物書きの中にも、随分と掛け事が好きな人が居るようだ。
今、運という随筆を読んでいるのだが、なかなか面白い。
菊池寛は、競馬好きだったようで、アタシは競馬が判らないのだが、馬券の買い方というのだろうか、それが箇条書きされていて、余程好きだったのだろうと想像できる。
随筆であるから、短文なのであるが、6ページに渡って、競馬で勝つ、つまり運を当てる買い方がずらーっと28も列記されている。
興味深かったのは、第28条だ。
馬券買いに於いて勝つこと甚だかたし。
ただ自己の無理せざる犠牲に於いて馬券を娯しむこと、これ競馬ファンの正道ならん。
競馬ファンの建てたる蔵なきばかりか(ニ、三年つづけて競馬場に出入りする人は、よっぽど資力のある人なり)と云わる、勝たん勝たんとして、無理なる金を賭するが如き、慎みてもなお慎むべし。
馬券買いは道楽也。
散財也、真に儲けんとせば正道の家業を励む如かず。
五木寛之も面白い。
教育ママが、メンコやベーゴマで遊ぶと、将来子供がギャンブル狂になると心配するが、それは違うと。

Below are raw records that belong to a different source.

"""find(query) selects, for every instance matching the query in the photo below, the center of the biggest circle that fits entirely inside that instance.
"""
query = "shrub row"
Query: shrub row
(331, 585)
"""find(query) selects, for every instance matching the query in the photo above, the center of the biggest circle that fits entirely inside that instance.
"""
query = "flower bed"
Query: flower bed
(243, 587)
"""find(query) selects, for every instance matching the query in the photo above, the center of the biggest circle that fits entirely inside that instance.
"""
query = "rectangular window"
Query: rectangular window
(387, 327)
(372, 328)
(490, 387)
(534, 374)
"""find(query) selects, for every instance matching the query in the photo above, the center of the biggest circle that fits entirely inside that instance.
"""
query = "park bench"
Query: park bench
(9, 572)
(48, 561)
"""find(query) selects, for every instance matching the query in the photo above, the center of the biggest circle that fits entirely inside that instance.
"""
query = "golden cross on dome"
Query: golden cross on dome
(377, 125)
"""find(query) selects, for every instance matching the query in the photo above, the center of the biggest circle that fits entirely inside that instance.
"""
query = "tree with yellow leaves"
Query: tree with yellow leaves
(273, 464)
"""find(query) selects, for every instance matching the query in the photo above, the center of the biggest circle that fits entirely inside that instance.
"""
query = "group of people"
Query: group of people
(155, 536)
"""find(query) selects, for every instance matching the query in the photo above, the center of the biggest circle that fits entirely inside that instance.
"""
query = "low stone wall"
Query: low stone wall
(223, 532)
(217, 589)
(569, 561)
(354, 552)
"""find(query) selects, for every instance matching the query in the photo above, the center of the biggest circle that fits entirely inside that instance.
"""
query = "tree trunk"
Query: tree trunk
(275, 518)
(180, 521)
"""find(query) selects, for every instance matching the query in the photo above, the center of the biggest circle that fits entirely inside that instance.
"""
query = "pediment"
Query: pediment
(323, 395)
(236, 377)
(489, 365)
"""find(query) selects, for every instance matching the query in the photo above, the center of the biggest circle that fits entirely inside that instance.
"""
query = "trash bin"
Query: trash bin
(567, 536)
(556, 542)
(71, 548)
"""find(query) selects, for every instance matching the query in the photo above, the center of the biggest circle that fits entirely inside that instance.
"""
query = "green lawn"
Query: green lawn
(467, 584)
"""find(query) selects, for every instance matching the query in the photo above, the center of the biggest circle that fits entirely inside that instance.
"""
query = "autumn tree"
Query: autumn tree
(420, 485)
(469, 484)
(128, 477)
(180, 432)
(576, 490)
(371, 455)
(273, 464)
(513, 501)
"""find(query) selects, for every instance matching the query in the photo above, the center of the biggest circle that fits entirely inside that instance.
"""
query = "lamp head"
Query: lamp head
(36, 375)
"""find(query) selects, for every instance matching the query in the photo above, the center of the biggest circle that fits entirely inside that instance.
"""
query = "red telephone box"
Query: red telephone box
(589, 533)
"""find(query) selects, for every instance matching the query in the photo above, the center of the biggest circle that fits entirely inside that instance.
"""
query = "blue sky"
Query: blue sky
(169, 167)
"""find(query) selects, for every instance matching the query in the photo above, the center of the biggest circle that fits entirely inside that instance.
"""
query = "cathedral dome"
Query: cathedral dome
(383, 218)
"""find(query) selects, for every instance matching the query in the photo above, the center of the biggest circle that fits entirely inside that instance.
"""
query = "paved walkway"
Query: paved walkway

負けると悔しいから、子供は技を磨き、努力すれば技術を磨けるという事を学ぶという考えだ。
本当にギャンブル狂になる人は、どうも自分に自信が無く、出世にも縁が無い人に多いと言う。
同期入社の人が出世したりするのに、自分はそうは行かない。
そういう時に、馬や競艇、競輪、パチンコなどで勝つと、運が良かったから勝てたと思う。そうして、出世した人の事も、あいつは運が良かったから出世できたと考えるようになり、自分は、ただ運が悪かっただけだという思考になるのだと。
自分がダメだったのでは無い、運のせいだと思うと、慰めになる。
だから、運さえ良くなれば勝てると思い始めて、ギャンブル狂に陥ると言うのだ。
実社会の中で、本当の意味で勝った者は、ギャンブル狂にはならない。
世の中の仕組みの中で、敗北を意識し始めることが、ギャンブル狂への入り口だと、そのような事を書いている。
ギャンブル依存と検索しても、その関連の書物やサイトしかヒットしないだろう。
このような随筆の中で、ギャンブルの事が書かれているとは思わなかった。
読書はやはり面白い。
物書きが、運という題材で、賭け事について書いている様子を想うのもまた、興味深い事なのである。